Student loan debt is a huge burden for many families and students. It is estimated that in the class of 2018, 69% of college students took out student loans, and average about $29,800 of student loan debt.
As parents, we’d like to spare our kids from having too much debt when they graduate and begin their careers even if that means stashing away money in a college fund to help out. The reality though is between taking care of bills, knocking down debt, and investing for your retirement, is there isn’t that much money left over to save for the costs associated with pursuing higher education.
Here are a few key ways you can set aside money for college without taking too much away from your other financial goals.
Time Can Be an Ally
First off, if your kids are in grade school or younger, you have a huge advantage when it comes to college savings: time.
Opening up a Coverdell Education Savings Accounts (ESA) or a 529 plan can be a fantastic way to save for your kid’s college expenses down the line as well as receive some financial breaks (think taxes!). These accounts allow you to save and invest money through the years. The more time you have between when you start contributing and when you begin withdrawing the better.
Compound interest can help snowball your contributions to a more meaningful amount without requiring you to invest a ton of money. With both types of accounts, you can invest your money and it grows tax-free. If they are used for educational expenses (like tuition at a qualified institution), you can withdraw tax-free as well.
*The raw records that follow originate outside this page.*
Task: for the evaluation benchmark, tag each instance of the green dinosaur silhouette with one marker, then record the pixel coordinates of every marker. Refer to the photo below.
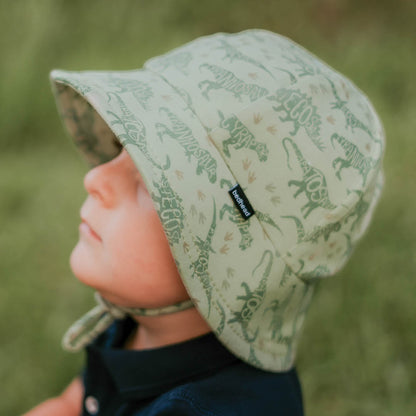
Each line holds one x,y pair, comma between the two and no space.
299,109
171,211
313,182
353,158
200,265
253,299
227,80
134,130
317,231
241,137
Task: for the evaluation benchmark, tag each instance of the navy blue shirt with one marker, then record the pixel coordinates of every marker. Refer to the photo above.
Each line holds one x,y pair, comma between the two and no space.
198,377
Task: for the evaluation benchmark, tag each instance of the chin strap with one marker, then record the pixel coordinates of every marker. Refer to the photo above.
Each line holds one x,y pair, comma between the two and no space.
97,320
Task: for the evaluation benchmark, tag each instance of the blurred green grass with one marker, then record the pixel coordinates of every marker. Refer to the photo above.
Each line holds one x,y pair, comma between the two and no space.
356,355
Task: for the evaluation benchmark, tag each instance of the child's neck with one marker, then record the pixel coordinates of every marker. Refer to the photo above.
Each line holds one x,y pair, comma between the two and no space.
157,331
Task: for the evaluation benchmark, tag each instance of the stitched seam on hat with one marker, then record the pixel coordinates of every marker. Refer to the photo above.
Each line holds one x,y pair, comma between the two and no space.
285,255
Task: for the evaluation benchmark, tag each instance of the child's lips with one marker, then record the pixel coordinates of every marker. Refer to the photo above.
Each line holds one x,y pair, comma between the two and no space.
86,229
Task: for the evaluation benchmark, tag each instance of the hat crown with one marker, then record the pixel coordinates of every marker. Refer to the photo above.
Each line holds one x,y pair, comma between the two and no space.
252,109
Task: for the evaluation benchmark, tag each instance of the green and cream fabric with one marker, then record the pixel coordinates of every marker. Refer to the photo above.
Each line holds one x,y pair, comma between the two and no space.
256,109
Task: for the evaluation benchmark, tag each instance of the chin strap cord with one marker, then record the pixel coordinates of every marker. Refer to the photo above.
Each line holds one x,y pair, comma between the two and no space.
97,320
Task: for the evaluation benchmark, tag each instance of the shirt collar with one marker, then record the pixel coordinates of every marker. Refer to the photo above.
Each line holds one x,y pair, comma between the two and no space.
151,372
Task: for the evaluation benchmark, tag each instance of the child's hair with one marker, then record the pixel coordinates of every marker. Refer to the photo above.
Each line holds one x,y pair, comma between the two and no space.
264,165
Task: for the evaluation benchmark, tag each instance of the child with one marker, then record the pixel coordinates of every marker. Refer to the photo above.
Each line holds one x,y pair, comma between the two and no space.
228,176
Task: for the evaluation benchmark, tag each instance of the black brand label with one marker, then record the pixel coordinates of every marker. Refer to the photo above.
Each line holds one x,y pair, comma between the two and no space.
241,202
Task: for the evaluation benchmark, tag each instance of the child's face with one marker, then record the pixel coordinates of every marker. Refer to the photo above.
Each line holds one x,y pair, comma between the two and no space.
122,249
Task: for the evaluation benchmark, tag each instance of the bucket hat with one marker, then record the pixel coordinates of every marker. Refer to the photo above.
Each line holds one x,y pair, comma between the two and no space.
264,165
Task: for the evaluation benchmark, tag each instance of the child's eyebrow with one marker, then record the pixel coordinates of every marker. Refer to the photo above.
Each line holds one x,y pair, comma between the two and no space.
117,143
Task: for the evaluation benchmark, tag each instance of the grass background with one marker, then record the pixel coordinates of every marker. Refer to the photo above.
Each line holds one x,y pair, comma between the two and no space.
357,354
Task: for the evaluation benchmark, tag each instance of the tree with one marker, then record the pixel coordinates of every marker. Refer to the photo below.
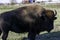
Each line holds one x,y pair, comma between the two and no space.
13,2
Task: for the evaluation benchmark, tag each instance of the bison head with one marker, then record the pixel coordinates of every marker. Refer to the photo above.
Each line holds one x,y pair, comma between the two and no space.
49,17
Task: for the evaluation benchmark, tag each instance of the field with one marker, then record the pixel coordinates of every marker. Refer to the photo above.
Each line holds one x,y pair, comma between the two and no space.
55,33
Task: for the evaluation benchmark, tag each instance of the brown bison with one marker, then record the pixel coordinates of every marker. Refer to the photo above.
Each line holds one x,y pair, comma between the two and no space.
32,19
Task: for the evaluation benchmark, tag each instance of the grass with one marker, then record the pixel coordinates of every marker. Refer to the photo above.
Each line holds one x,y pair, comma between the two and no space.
15,36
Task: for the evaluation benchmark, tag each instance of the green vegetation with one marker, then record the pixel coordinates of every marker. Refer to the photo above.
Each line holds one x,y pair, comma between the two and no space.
15,36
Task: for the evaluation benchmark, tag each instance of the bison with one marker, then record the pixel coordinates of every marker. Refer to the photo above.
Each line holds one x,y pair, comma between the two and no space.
32,19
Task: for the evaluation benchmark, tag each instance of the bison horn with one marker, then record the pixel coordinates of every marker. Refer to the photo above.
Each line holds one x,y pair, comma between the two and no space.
55,13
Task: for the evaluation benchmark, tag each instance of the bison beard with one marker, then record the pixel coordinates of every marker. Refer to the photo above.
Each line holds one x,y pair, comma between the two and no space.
25,19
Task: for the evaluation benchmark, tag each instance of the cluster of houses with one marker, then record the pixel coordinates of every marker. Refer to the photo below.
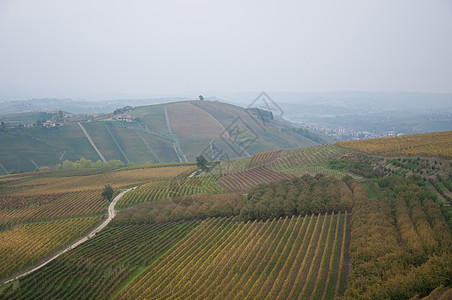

ESA accounts can be used to pay for K-12 expenses, however, you’re limited to a maximum contribution of $2,000 each year. While the 529 plan actually has no contribution limit, most parents cap annual contributions at $15,000 per year, so as not to incur the federal gift tax.
Benefits of the 529 Plan
Under previous tax law, the benefits of 529 plans were limited to a college education only, but now the law expands its use and parents can now use the 529 plan to pay for their children’s education at private elementary and high schools.
This was a benefit previously provided only by Coverdell Education Savings Accounts (ESA). The 529 plan is now available to parents of younger children in private schools and expands the options that parents have to educate their children since they will see some tax benefit if they chose to send their kids to private school.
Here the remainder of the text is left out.